Your next example does something completely different, reading the single next char from the input-stream into *str1:

char str1[50];
scanf("%c",str1[0]);

That's probably not what you wanted.

Additional note: Always check how many fields where assigned, that's the return-value of scanf.

Answer 3

When you declare an array such as char str1[50], memory for the array is allocated on the stack and looks like:

str1
+----+----+----+----+----+----+----+
| 0  | 1  |   ........   | 48 | 49 |
+----+----+----+----+----+----+----+

Now, if you take the elements of the array, they are:

str1[0]
+----+----+----+----+----+----+----+
| 0  | 1  |   ........   | 48 | 49 |
+----+----+----+----+----+----+----+

     str1[1]
+----+----+----+----+----+----+----+
| 0  | 1  |   ........   | 48 | 49 |
+----+----+----+----+----+----+----+

etc.

For arrays like that, it so happens that the address of str1 is the same as the address of str1[0].

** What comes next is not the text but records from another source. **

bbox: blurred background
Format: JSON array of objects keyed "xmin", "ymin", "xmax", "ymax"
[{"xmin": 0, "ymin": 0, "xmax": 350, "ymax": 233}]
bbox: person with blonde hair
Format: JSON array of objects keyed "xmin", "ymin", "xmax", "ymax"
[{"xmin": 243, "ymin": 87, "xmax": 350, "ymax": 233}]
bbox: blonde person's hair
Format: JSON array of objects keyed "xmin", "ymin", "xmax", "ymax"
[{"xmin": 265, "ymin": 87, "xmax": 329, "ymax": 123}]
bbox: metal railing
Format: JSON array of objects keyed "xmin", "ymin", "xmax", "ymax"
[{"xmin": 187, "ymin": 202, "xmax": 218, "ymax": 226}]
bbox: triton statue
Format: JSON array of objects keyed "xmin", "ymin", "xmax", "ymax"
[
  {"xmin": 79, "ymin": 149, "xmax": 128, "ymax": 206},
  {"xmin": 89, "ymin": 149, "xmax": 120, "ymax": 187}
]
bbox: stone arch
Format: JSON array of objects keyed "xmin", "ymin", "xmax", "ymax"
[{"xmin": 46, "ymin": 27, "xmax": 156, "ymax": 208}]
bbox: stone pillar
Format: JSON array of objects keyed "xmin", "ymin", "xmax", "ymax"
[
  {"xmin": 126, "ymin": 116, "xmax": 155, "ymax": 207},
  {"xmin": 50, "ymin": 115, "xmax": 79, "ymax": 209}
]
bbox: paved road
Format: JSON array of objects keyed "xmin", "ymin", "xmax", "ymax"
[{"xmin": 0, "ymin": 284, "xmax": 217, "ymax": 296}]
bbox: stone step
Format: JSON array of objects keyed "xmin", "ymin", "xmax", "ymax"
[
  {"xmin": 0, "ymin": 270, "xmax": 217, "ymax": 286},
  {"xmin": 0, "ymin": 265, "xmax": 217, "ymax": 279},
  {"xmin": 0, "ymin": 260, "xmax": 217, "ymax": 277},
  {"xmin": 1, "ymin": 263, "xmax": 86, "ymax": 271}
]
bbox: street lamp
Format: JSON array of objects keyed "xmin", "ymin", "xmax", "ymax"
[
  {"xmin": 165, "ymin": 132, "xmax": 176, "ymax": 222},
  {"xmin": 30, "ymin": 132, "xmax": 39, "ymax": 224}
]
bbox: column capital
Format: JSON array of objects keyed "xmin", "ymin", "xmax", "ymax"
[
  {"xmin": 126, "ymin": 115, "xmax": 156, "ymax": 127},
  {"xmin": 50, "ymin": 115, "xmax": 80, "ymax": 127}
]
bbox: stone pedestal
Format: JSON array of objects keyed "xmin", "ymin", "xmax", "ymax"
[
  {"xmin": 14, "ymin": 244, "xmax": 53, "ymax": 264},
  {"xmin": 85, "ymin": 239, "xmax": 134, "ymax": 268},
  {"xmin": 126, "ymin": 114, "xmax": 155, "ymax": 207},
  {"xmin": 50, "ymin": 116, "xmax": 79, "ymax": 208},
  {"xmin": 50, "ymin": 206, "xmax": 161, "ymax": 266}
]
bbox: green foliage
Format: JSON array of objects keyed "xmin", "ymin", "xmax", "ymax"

Synantically, the correct way of using using scanf is:

scanf("%s", str1);

or

scanf("%s", &str1[0]);

It works with

scanf("%s", &str1);

since &str1 and &str1[0] are the same.

They won't work if you use a dynamically allocated array.

char* str2 = malloc(50);

Let's say the value returned by malloc is AAA

The memory layout for str2 looks like:

str2
+-----+
| AAA |
+-----+

The memory at address AAA looks like:

+----+----+----+----+----+----+----+
| 0  | 1  |   ........   | 48 | 49 |
+----+----+----+----+----+----+----+

The elements of the array are located starting at AAA.

str2[0]
+----+----+----+----+----+----+----+
| 0  | 1  |   ........   | 48 | 49 |
+----+----+----+----+----+----+----+

     str2[1]
+----+----+----+----+----+----+----+
| 0  | 1  |   ........   | 48 | 49 |
+----+----+----+----+----+----+----+

For this case, &str2 is not the same as &str2[0]. If you use:

scanf("%s", &str2);

you will experience undefined behavior.

Answer 4

In my opinion, the real issue here is that C / C++ treats array names as references rather than values, combined with the fact that some C / C++ compilers will treat an explicit reference to an array name, such as &str, the same as str. For example with the following code, some 32 bit compilers (Visual C/C++ 4.0) will output 32 for sizeof str1 and 32 for size of &str1, while others (Visual Studio 2005 or later) will output 32 for sizeof str1 and 4 for sizeof &str1

#include <stdio.h>
main()
{
char str1[32];
    printf("%d %d\n", sizeof(str1), sizeof(&str1));
    return (0);
}